Aside from these thoughts I have considered other parts of my future. Right now I am in graduate school for a management degree, but am not sure I want to manage anything, but my life. I want to finish the program because I think it's important to finish what you start and to get a degree that shows you can learn new things. Having a master's degree can be a foot into several doors. I have been asked several times what my plans are, but candidly, I am uncertain. I have plenty of ideas and dreams, so I don't think I am afraid of the future per se, but rather worried about whether the choices I make now will lead me in the right direction. I am not alone in this, many people have these same worries or concerns.

As far as the rest of my life goes, I left the frozen tundra of New York City on December 17th to enjoy a wonderful month long visit to San Diego. I was able to see most of my friends and family there. I had a relaxing Christmas Day filled with endless gourmet cuisine fixed by my step-mother and delightful gift giving. My warm New Year's celebration was exciting and lasted the entire weekend, as it should. I did some bargain shopping, ate delicious food, went to the beach several times, got a tan and needless to say, relaxed my tired 30 year old ass!

With 2010 now underway I am facing new challenges, overcoming old ones and gearing up for what I expect to be a fruitful and adventurous year. I may not know what I am supposed to be when I grow up, but I am here and giving nearly my best shot with what I got. I am thankful for my life, my friends, loving family members and always, the good times. Let the good times roll!

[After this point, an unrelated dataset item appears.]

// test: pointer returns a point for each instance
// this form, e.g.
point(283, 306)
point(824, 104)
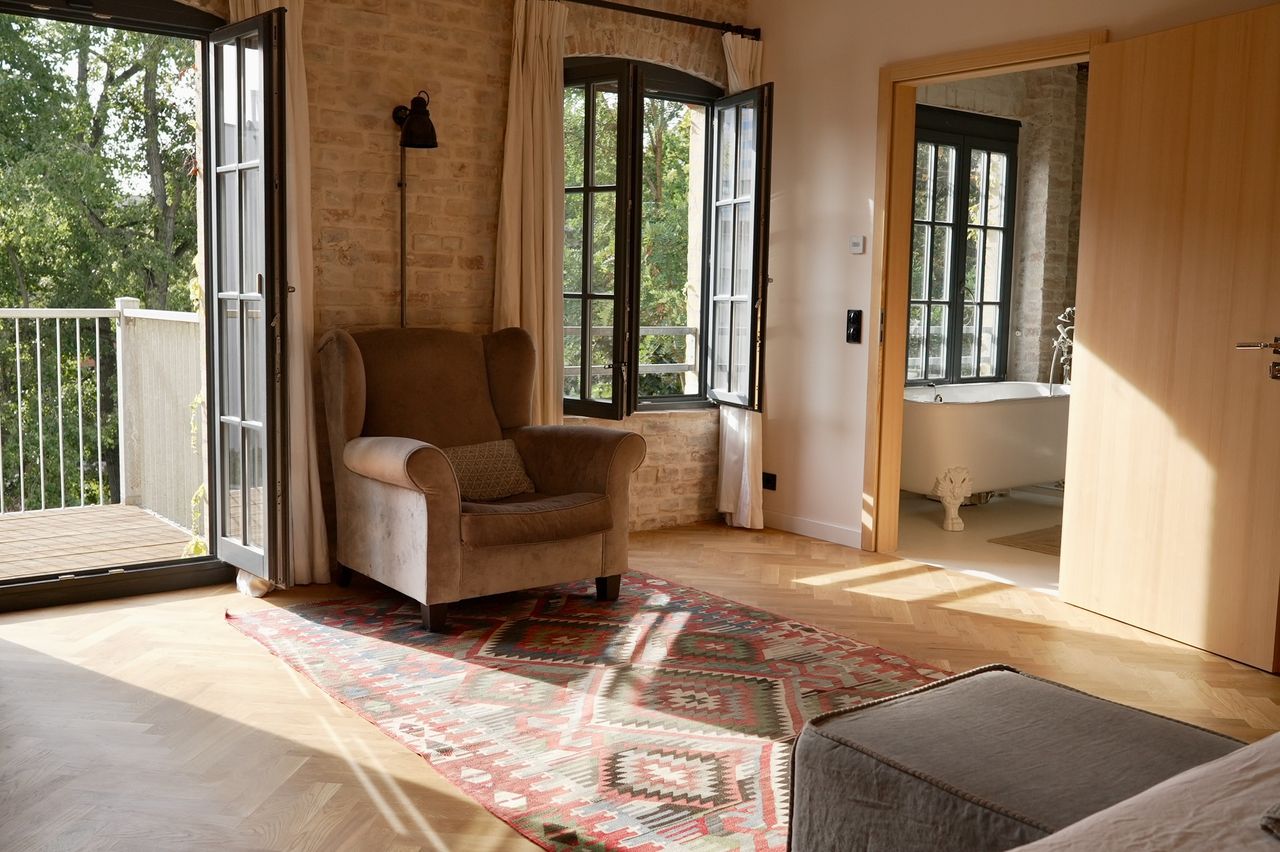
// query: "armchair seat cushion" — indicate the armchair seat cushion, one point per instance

You have been caught Jey Walking! (Have a happy and industrious new year!)

4 comments:

El Genio said...

I don't question the power of God to change people's orientation. What I do question, is the fact that he would deem such a change necessary in every single case. I have no doubt that there are individuals in MOMs out there who really would desire to spend a fulfilling eternity with their spouse. My belief is that God will make this possible for them. It is also my belief that God will also allow same-sex marriages to be eternal. JGW said it a lot better than me:

http://youngstranger.blogspot.com/2009/03/interviews-with-christ.html

Bravone said...

Jey, I hope 2010 brings you more peace, health and contentment than 2009. I love you man.

Charity said...

Hey Jey :) I just found your blog and did some catching up.
I cheer for you and your struggles, as well as your realistic outlook on life, no matter how hard it is sometimes.
I miss your smiles and hugs and hope that life is treating you well!! One day at a time my friend, I think, no I KNOW, you're gonna make it :)
Love ya
Charity

Rick said...

I used to write a letter to family and friends at the end of every year (or beginning of next - depending on workload) - but a couple years ago I stopped because I was going through a dark period, and didn't feel like I could make any conclusions about the period, except perhaps ones that felt too personal and difficult to share.

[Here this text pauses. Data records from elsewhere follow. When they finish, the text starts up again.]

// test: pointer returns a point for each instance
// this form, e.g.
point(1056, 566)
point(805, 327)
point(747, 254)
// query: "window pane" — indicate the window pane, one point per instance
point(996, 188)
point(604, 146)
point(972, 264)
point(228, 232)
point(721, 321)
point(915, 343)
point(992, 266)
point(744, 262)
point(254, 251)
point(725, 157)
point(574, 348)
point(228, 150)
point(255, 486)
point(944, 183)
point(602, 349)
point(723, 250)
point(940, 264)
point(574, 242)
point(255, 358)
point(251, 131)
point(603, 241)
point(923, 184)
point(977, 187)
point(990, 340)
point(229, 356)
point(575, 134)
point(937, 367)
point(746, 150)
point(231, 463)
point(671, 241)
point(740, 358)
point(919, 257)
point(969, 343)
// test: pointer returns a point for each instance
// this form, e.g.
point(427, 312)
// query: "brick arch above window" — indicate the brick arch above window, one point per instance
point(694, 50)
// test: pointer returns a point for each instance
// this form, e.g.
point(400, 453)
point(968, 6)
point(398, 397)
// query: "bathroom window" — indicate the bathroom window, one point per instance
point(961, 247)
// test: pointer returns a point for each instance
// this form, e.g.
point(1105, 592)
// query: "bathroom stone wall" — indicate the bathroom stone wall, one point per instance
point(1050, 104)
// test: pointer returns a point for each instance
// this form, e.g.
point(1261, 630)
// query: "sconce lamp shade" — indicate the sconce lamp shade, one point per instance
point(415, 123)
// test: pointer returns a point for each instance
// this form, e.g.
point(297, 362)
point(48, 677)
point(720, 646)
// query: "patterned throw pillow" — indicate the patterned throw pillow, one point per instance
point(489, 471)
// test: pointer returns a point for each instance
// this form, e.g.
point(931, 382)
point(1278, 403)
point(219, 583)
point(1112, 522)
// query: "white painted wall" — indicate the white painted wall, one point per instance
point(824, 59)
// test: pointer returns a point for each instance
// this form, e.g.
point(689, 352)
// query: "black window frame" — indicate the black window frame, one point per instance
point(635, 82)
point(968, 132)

Maybe I'll do a letter at the end of this year. I like traditions, and I have a feeling this year is going to turn out really well.

Regarding your post, I have seen you often struggling with reconciling your spirituality and gayness. And I wonder if there are many spiritual gay men in your life - people who fully and unconditionally accept themselves - as gay and spiritual - with the right to get married (to another man, legally or unofficially) and have children. People you regard as mentors and friends.

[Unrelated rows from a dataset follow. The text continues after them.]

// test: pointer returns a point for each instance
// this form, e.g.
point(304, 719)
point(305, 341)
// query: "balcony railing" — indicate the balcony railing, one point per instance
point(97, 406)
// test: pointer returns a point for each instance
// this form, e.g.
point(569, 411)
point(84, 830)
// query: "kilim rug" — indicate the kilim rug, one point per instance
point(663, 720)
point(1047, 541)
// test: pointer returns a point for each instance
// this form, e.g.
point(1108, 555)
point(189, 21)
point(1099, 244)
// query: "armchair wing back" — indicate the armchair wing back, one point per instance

I have met and been friends with such men (and aspire to be one), and know that it is much easier to come into a sense of confidence in who you are (and therefore, faith in God's acceptance of you) when you are connected to people who embody it. (This is not to say that you need to forsake your other friends and mentors.)

Knowing you, you've probably already made these connections. So I hope this comment doesn't come across as patronizing.